JackRabbits are fast critters

By joe

March 13, 2007 - 5 minutes read - 879 words

We received our unit back from the testers. We were interested in seeing them run the unit hard and comparing it to others in similar configs. Sadly this is not what happened. Regardless, we decided to take the unit out, play with it, understand the performance little better, then take it out to the test track and crack the throttle wide open. Let it run flat out for a bit. See what it can do.

But before we did that, we had some things to do. With our unit back in house, we pulled out the temporary motherboard, and put in the design board. In the process I found a marginal memory stick, so I pulled it. Will get it replaced soon. While I was at it, updated the firmware on the MB, the RAID cards. Did a slight implementation change for the demo unit. The OS raid card was interacting, not positively, with the high end RAID units. So I pulled it. This is closer to what we deliver anyway, the OS RAID was there simply as a helper during the demo. We run all the drives off the higher end RAIDs. Will find a happy home for the OS raid card. Not an issue. Ok. With the system up to spec, install an OS and do some tuning studies. Start with SuSE 10.2. We will install/test SuSE 10.2, RedHat 5, Caos3, OpenFiler 2.2, Ubuntu Edgy Eft, Wasabi’s iSCSI bits, Windows x64 2003 server, and a Solaris 10 implementation (probably Nextenta, as the Solaris 10 distribution from Sun is so insanely hard and unforgiving to install). Started with SuSE 10.2. System took right away, no pain.
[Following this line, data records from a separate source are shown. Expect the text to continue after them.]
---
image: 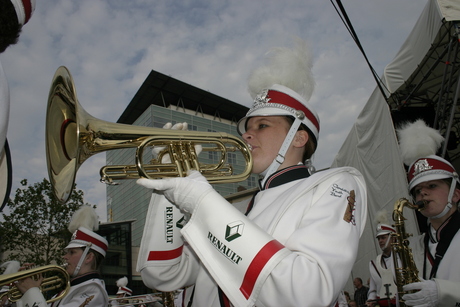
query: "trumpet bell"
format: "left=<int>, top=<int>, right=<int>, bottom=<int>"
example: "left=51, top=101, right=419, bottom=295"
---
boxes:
left=46, top=66, right=252, bottom=202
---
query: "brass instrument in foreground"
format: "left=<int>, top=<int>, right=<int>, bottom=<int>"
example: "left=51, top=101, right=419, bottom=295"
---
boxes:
left=391, top=198, right=425, bottom=307
left=46, top=66, right=252, bottom=202
left=0, top=265, right=70, bottom=304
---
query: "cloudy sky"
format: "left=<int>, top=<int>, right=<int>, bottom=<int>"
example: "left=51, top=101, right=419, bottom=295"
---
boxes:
left=0, top=0, right=426, bottom=221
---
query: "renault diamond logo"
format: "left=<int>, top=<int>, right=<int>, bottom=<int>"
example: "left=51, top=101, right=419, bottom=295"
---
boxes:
left=225, top=221, right=244, bottom=242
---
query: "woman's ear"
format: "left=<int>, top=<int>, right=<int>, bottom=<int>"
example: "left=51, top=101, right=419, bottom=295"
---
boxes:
left=293, top=130, right=308, bottom=147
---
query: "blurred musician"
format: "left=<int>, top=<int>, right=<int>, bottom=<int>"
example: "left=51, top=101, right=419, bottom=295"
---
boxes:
left=16, top=205, right=109, bottom=307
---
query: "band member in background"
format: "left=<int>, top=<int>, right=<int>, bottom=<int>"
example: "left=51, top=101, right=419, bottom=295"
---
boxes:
left=138, top=40, right=367, bottom=306
left=366, top=211, right=399, bottom=307
left=16, top=205, right=109, bottom=307
left=0, top=0, right=35, bottom=211
left=398, top=120, right=460, bottom=306
left=110, top=276, right=133, bottom=306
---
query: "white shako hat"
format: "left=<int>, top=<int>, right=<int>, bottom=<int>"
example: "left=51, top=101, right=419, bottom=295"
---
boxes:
left=117, top=276, right=133, bottom=296
left=66, top=205, right=109, bottom=257
left=237, top=39, right=319, bottom=187
left=375, top=224, right=396, bottom=238
left=237, top=84, right=320, bottom=144
left=11, top=0, right=35, bottom=26
left=397, top=119, right=460, bottom=219
left=397, top=120, right=460, bottom=191
left=0, top=260, right=21, bottom=293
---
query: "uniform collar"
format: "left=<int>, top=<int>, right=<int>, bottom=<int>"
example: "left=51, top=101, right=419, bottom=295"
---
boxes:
left=259, top=164, right=310, bottom=190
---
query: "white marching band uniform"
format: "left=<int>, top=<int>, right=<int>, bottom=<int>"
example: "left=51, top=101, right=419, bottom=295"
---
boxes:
left=137, top=165, right=367, bottom=307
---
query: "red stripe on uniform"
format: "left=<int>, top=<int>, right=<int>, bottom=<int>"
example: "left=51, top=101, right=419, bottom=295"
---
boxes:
left=240, top=240, right=284, bottom=299
left=147, top=245, right=184, bottom=261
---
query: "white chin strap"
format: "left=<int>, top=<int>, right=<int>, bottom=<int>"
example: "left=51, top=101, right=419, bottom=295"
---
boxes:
left=72, top=243, right=92, bottom=277
left=261, top=115, right=305, bottom=187
left=429, top=177, right=457, bottom=220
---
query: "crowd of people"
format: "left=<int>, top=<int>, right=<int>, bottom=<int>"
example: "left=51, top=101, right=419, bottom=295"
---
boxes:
left=0, top=0, right=460, bottom=307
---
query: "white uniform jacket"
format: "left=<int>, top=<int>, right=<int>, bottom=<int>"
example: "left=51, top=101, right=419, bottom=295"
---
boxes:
left=409, top=213, right=460, bottom=307
left=17, top=273, right=109, bottom=307
left=137, top=165, right=367, bottom=307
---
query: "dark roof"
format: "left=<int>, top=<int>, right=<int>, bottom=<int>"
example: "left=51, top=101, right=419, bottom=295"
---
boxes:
left=117, top=70, right=248, bottom=124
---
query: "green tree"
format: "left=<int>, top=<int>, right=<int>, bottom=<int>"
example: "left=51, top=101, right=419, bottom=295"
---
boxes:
left=0, top=179, right=94, bottom=266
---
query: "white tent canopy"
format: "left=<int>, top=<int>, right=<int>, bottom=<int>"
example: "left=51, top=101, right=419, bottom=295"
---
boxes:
left=332, top=0, right=460, bottom=293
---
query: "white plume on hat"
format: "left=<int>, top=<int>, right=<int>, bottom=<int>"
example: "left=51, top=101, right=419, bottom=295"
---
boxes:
left=68, top=205, right=99, bottom=233
left=248, top=38, right=315, bottom=101
left=0, top=260, right=21, bottom=275
left=117, top=276, right=128, bottom=287
left=396, top=119, right=444, bottom=165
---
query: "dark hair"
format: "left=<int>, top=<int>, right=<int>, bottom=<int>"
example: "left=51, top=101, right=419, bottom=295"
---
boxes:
left=285, top=116, right=317, bottom=162
left=0, top=0, right=22, bottom=53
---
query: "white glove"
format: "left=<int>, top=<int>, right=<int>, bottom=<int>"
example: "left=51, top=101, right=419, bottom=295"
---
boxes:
left=152, top=122, right=202, bottom=163
left=402, top=280, right=438, bottom=307
left=137, top=171, right=214, bottom=214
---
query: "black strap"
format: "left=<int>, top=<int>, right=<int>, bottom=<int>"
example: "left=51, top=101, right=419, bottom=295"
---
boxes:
left=187, top=286, right=195, bottom=307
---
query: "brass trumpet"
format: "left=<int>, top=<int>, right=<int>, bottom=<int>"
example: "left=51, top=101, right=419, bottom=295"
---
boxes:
left=0, top=265, right=70, bottom=304
left=46, top=66, right=252, bottom=202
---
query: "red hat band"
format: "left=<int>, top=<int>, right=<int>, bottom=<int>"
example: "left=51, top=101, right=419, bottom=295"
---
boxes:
left=266, top=89, right=319, bottom=132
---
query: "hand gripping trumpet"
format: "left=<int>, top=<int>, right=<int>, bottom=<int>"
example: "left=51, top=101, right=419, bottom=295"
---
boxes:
left=0, top=265, right=70, bottom=304
left=391, top=198, right=425, bottom=307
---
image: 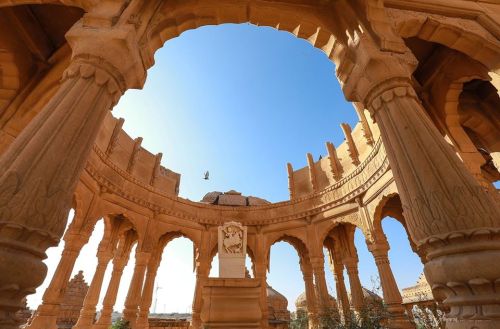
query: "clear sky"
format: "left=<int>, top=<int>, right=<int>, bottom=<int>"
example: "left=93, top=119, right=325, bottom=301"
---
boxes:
left=28, top=24, right=422, bottom=312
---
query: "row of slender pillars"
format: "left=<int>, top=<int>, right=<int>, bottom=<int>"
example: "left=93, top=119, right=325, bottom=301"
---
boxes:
left=28, top=220, right=413, bottom=329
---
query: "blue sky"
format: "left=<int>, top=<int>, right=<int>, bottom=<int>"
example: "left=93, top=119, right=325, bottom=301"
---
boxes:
left=29, top=24, right=422, bottom=312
I pulled the RAID drivers, and built updated RPMs for SuSE. These are better as they also correctly build the initrd under SuSE. Had to craft two quick perl scripts to insert/remove the driver into the initrd correctly, but apart from that (and they are part of the RPM), everything works nicely. Alrighty. Start with some of the tuning studies. Found performance maxima at a stripe size that was a little surprising. Also noticing a “ringing” or aliasing effect in the performance. The RAIDs were configured as 18 x 750 drives organized in a RAID 6, with 2 hot spares per controller. Each RAID card provided therefore 12 TB of RAID6 with 2 hot spares. With these two RAID controllers striped into a RAID0 (call it a RAID60), we are getting 24 TB raw of RAID6 storage. Sure enough

I noticed one of the drives failed and a hot spare kicked in. Ran tuning studies even while this was going on. The RAID is tuned for background job performance as compared to IO performance right now. Will change that later after the rebuild finishes.

An interesting thing I noticed was that a simple cached read speed benchmark maxed out at about 1.2 GB/s.
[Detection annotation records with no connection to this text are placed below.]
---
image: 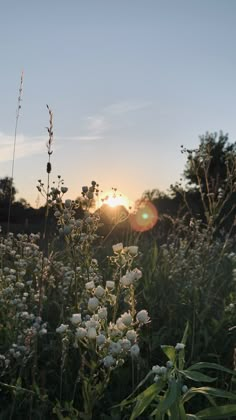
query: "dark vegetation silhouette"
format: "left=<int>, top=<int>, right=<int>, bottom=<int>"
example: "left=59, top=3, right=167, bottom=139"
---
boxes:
left=0, top=132, right=236, bottom=243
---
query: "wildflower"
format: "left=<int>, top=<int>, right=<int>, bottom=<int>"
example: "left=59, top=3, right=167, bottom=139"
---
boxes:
left=96, top=334, right=106, bottom=346
left=85, top=280, right=95, bottom=290
left=119, top=338, right=131, bottom=351
left=112, top=242, right=123, bottom=254
left=65, top=199, right=72, bottom=208
left=87, top=327, right=97, bottom=340
left=98, top=308, right=107, bottom=319
left=175, top=343, right=185, bottom=351
left=116, top=318, right=126, bottom=331
left=166, top=360, right=173, bottom=369
left=109, top=341, right=122, bottom=356
left=61, top=187, right=68, bottom=194
left=103, top=355, right=116, bottom=368
left=128, top=245, right=138, bottom=256
left=75, top=327, right=87, bottom=339
left=182, top=385, right=188, bottom=394
left=106, top=280, right=115, bottom=289
left=56, top=324, right=69, bottom=334
left=132, top=268, right=143, bottom=281
left=126, top=330, right=138, bottom=341
left=88, top=296, right=99, bottom=312
left=71, top=314, right=81, bottom=325
left=136, top=309, right=150, bottom=324
left=121, top=312, right=133, bottom=327
left=130, top=344, right=140, bottom=357
left=94, top=286, right=105, bottom=298
left=120, top=271, right=134, bottom=286
left=152, top=365, right=161, bottom=374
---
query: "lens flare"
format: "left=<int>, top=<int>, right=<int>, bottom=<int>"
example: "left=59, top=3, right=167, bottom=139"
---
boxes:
left=130, top=201, right=158, bottom=232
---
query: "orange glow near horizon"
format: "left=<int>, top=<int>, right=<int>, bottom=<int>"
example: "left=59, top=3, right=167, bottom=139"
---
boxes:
left=98, top=189, right=132, bottom=210
left=130, top=201, right=158, bottom=232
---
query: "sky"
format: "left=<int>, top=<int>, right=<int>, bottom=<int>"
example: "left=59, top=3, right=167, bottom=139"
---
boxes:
left=0, top=0, right=236, bottom=206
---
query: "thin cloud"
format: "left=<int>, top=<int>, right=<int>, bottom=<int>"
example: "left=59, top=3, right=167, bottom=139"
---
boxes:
left=0, top=133, right=46, bottom=162
left=104, top=100, right=152, bottom=115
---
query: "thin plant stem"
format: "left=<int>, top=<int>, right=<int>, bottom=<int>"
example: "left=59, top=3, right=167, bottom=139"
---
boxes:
left=7, top=71, right=24, bottom=233
left=43, top=105, right=53, bottom=246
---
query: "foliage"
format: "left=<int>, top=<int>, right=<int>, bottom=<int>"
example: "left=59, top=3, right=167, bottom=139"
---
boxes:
left=121, top=324, right=236, bottom=420
left=0, top=176, right=16, bottom=207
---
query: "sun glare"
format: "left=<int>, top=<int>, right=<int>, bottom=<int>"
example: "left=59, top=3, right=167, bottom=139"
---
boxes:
left=99, top=190, right=132, bottom=210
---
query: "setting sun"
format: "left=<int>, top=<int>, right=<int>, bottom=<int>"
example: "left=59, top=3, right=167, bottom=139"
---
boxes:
left=99, top=189, right=132, bottom=210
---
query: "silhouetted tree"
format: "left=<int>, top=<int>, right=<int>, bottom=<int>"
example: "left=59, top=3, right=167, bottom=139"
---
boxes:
left=0, top=176, right=17, bottom=207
I am not sure why this is, it had been higher before. Likely a kernel oddity, this is a 2.6.18 kernel. May need a reboot after the rebuild to clear whatever odd state exists. We are up to 2.6.21+ kernels right now, so there may be some other things we can do. Firing off bonnie++ on the device, and watching the system using the excellent dstat tool I see output that looks like this:

Just to make sure I note this, this is a single machine, a single system image. And these are SATA drives. During the runs, atop reports about 10-30% utilization of the I/O channel during writes, and about 40-60% utilization per RAID controller during reads. This makes sense to me given what I have bene measuring. Also, the RAID unit rebuilding shows a noticeably higher load than the normal RAID. This means our performance measurements aren’t nominal, but more of a lower bound.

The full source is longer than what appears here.